When it comes to the subject of erotica in art and literature, I consider myself to be a person of discerning tastes. Outside of John Cleland’s Fanny Hill: Memoirs of a Woman of Pleasure, the writings of Donatien Alphonse François, le Marquis de Sade, and D.H. Lawrence’s Lady Chatterley’s Lover, I have found most explicitly erotic literature to be banal and mechanical. So often, it merely serves a primal function, but rarely offers up anything more than titillation or sexual catharsis.
When it comes to art, a great example of this would be the erotic illustrations of Édouard-Henri Avril, one of the premiere pornographic artists of the late 19th Century, and an artist whose work I admire very much. However, while Avril’s work is splendid in its timeless appeal and subject matter, what it lacks, what it fails in, is that it’s fairly unimaginative and unexpressive. The compositions are predictable and the use of color is minimal and overly restrained. Though his illustrations succeed in providing an iconic visual counterpart to the erotic literature it accompanies, it rarely ever offers provocation of the mind or evocation of the emotions. In other words, it is simply visual eye candy displaying a wide range of physical experiences without the enrichment of genuine expression.
Yet there is another kind of erotic art that manages to do so much more than this.
Artists such as Gustave Courbet, Félicien Rops, Gustav Klimt, and Egon Schiele found their own unique way to convey erotic themes and ideas through artwork, and their works, while varying in style and predilection, all display a level of personality and expression that was unsurpassed during their lifetimes. This was art, not for the sake of arousal, but art for the sake of art and with the power to elicit feelings of passion, desire, loneliness, and introspection.
With the commercial rise of erotica in the late 19th Century and early 20th Century, there has been an ever outward-growing spiral of mediums to accommodate those in desire of exploring their carnality and sensuality vicariously through the creations of others. Today, we have artwork, literature, music, cinema, and countless other media with which to express ourselves, so unsurprisingly human desire has spilt over into all of these areas, although in some areas more than others.

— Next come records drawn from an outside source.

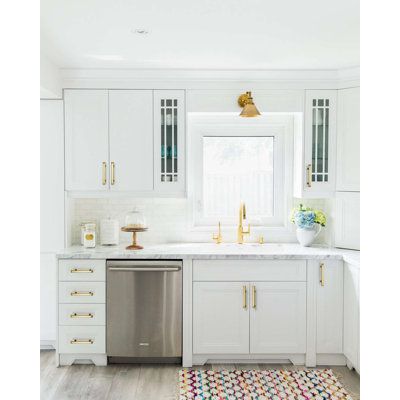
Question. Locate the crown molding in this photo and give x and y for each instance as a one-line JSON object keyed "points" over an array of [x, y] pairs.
{"points": [[207, 79]]}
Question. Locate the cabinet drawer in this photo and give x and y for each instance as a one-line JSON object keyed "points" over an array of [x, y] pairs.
{"points": [[82, 339], [250, 270], [82, 270], [82, 314], [82, 292]]}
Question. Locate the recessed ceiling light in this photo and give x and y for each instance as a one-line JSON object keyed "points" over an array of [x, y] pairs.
{"points": [[140, 31]]}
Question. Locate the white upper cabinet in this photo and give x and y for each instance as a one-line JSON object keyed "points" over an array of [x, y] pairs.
{"points": [[131, 140], [169, 141], [86, 139], [277, 317], [315, 151], [330, 307], [348, 140], [125, 140]]}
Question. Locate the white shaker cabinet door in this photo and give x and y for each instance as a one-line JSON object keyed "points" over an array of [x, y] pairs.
{"points": [[351, 334], [348, 140], [277, 317], [86, 139], [220, 318], [131, 140], [330, 307]]}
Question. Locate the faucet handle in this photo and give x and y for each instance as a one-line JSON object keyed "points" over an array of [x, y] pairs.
{"points": [[246, 232], [218, 237]]}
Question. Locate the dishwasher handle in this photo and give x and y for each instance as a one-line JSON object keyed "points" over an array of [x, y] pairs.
{"points": [[145, 269]]}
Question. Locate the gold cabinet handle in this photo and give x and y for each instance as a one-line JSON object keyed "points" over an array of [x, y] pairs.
{"points": [[82, 341], [253, 296], [104, 171], [112, 173], [82, 270], [76, 293], [322, 274], [309, 177], [78, 315]]}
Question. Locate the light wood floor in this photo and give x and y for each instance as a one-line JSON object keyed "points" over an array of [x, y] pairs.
{"points": [[138, 381]]}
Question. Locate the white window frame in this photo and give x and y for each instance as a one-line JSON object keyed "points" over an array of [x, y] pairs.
{"points": [[278, 125]]}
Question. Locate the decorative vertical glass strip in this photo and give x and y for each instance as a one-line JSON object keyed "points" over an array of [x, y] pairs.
{"points": [[169, 140], [320, 140]]}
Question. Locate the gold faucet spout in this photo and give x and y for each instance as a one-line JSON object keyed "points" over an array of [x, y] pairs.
{"points": [[241, 231]]}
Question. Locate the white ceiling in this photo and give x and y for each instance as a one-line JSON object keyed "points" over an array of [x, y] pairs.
{"points": [[202, 34]]}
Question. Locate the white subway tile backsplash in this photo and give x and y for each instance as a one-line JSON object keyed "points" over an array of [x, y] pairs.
{"points": [[170, 220]]}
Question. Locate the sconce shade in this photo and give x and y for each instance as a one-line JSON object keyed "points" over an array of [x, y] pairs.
{"points": [[249, 109]]}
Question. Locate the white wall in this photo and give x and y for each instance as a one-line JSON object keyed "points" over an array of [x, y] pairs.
{"points": [[51, 211], [50, 79]]}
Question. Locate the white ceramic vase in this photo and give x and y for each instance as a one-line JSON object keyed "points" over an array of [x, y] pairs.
{"points": [[306, 237]]}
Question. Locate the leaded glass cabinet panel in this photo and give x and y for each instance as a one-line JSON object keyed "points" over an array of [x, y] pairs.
{"points": [[169, 140]]}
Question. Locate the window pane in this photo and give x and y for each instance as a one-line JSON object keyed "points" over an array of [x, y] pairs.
{"points": [[238, 169]]}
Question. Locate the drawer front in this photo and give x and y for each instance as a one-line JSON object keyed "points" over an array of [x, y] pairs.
{"points": [[250, 270], [82, 314], [82, 270], [82, 292], [82, 339]]}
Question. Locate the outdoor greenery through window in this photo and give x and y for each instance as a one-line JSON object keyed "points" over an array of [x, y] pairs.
{"points": [[235, 169]]}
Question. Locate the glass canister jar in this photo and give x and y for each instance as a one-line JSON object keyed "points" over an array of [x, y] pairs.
{"points": [[89, 235], [135, 219]]}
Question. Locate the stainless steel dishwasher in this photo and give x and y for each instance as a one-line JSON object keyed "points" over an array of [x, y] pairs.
{"points": [[144, 311]]}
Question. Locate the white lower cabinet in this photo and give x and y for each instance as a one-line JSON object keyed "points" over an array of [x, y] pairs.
{"points": [[278, 317], [249, 318], [330, 307], [82, 339], [81, 311], [220, 318], [351, 334]]}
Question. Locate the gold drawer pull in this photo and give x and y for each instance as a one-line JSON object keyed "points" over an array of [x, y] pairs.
{"points": [[253, 296], [82, 341], [82, 270], [77, 315], [76, 293], [245, 297], [321, 274]]}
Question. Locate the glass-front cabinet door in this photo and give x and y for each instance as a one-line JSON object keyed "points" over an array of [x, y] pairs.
{"points": [[169, 141], [320, 142]]}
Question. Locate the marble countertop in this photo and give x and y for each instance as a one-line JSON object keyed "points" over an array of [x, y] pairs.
{"points": [[213, 251]]}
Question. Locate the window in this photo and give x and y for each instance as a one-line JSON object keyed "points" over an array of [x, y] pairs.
{"points": [[238, 169], [233, 161]]}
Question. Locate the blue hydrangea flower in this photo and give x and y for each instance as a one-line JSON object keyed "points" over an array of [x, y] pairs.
{"points": [[305, 219]]}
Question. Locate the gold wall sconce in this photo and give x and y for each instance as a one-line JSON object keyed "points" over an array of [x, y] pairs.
{"points": [[249, 109]]}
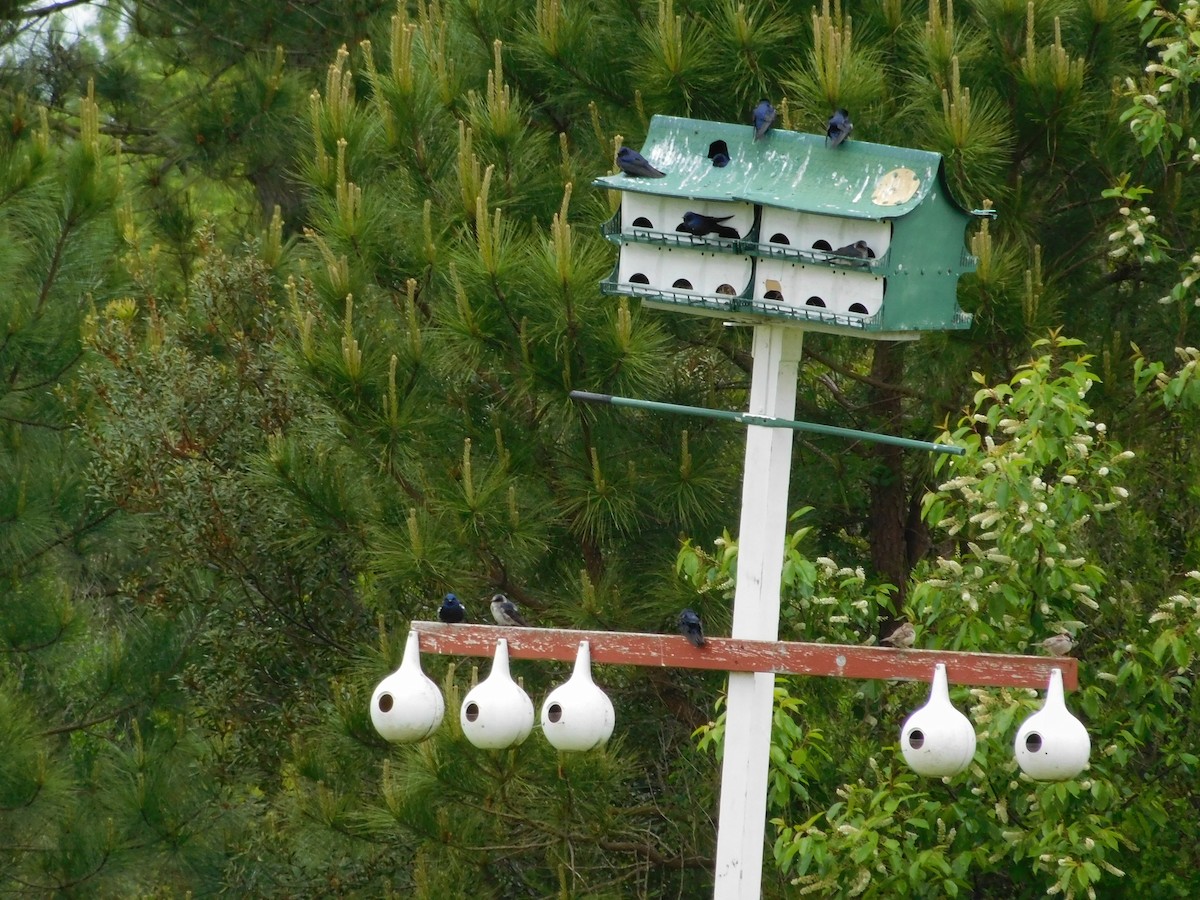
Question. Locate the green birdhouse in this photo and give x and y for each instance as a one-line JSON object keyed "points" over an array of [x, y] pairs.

One art form that has been proliferating in the public eye since the late 1930s is comic books and graphic literature. Strangely, with the exception of lasciviously humorous cartoons and buxom heroines in tight-fitting costumes (or no costumes at all, in some cases), the medium hasn’t explored sensuality as in-depth as other narrative mediums. Outside of Alan Moore and Melinda Gebbie’s Lost Girls, it is difficult to think of one well-known work of erotic graphic literature… until recently.
Last year saw the publication of an exceptional work: Dave McKean‘s text-less graphic novel, Celluloid.
Celluloid, which was published in 2011 by Delcourt in Europe and by Fantagraphics Books in the United States, is perhaps a different kind of erotica than what people have come to expect. Firstly, it is a graphic novel, and unlike so many graphic novels, it does not revolve around superheroes, monsters, or crime. It’s a work of fantasy and like most works of fantasy, it is about a journey, but this book is about a journey inward into the sensuality of the human mind and into the mysteries of human desire. It is “fantasy” in the purest sense of the word.